Reinforcement Learning with Exogenous States and Rewards
This work addresses a bottleneck in reinforcement learning efficiency for researchers and practitioners dealing with uncontrolled variation in rewards, though it is incremental as it builds on existing decomposition concepts.
The paper tackles the problem of exogenous state variables and rewards slowing reinforcement learning by introducing a decomposition method that separates the MDP into exogenous and endogenous components, showing that solving the endogenous MDP with reduced reward variance leads to easier learning. Experiments on synthetic MDPs demonstrate that online application of these methods discovers large exogenous state spaces and produces substantial speedups in reinforcement learning.

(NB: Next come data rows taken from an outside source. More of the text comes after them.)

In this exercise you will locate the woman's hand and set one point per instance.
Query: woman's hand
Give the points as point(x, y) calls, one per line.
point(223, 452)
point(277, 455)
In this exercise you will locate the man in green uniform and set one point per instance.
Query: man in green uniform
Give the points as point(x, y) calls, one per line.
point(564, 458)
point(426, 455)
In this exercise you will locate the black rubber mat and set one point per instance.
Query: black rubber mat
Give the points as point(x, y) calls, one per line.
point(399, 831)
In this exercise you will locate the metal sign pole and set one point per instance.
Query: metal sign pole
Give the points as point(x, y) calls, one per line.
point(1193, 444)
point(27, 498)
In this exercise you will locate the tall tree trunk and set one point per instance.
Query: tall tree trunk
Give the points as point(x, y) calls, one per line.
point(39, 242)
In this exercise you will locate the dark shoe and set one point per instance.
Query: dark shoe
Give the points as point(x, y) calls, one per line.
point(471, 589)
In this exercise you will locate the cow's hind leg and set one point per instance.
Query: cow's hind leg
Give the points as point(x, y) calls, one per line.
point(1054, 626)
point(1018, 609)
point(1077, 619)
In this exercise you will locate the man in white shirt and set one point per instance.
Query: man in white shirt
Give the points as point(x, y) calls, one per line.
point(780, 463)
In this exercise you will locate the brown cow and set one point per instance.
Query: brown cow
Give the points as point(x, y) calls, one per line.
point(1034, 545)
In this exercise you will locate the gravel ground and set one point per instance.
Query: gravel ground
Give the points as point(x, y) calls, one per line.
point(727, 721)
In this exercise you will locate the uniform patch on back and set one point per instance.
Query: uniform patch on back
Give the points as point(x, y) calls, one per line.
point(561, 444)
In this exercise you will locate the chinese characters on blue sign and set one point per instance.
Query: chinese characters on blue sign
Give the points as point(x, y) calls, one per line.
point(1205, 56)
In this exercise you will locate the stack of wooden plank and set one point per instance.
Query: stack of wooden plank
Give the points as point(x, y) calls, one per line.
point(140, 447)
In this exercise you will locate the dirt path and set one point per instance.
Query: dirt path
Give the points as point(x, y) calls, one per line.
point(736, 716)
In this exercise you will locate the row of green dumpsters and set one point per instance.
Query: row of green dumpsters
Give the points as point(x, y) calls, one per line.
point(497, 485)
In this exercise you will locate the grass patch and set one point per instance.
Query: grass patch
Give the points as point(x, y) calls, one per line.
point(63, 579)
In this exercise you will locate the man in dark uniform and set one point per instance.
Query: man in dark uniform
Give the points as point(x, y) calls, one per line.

Exogenous state variables and rewards can slow reinforcement learning by injecting uncontrolled variation into the reward signal. This paper formalizes exogenous state variables and rewards and shows that if the reward function decomposes additively into endogenous and exogenous components, the MDP can be decomposed into an exogenous Markov Reward Process (based on the exogenous reward) and an endogenous Markov Decision Process (optimizing the endogenous reward). Any optimal policy for the endogenous MDP is also an optimal policy for the original MDP, but because the endogenous reward typically has reduced variance, the endogenous MDP is easier to solve. We study settings where the decomposition of the state space into exogenous and endogenous state spaces is not given but must be discovered. The paper introduces and proves correctness of algorithms for discovering the exogenous and endogenous subspaces of the state space when they are mixed through linear combination. These algorithms can be applied during reinforcement learning to discover the exogenous subspace, remove the exogenous reward, and focus reinforcement learning on the endogenous MDP. Experiments on a variety of challenging synthetic MDPs show that these methods, applied online, discover large exogenous state spaces and produce substantial speedups in reinforcement learning.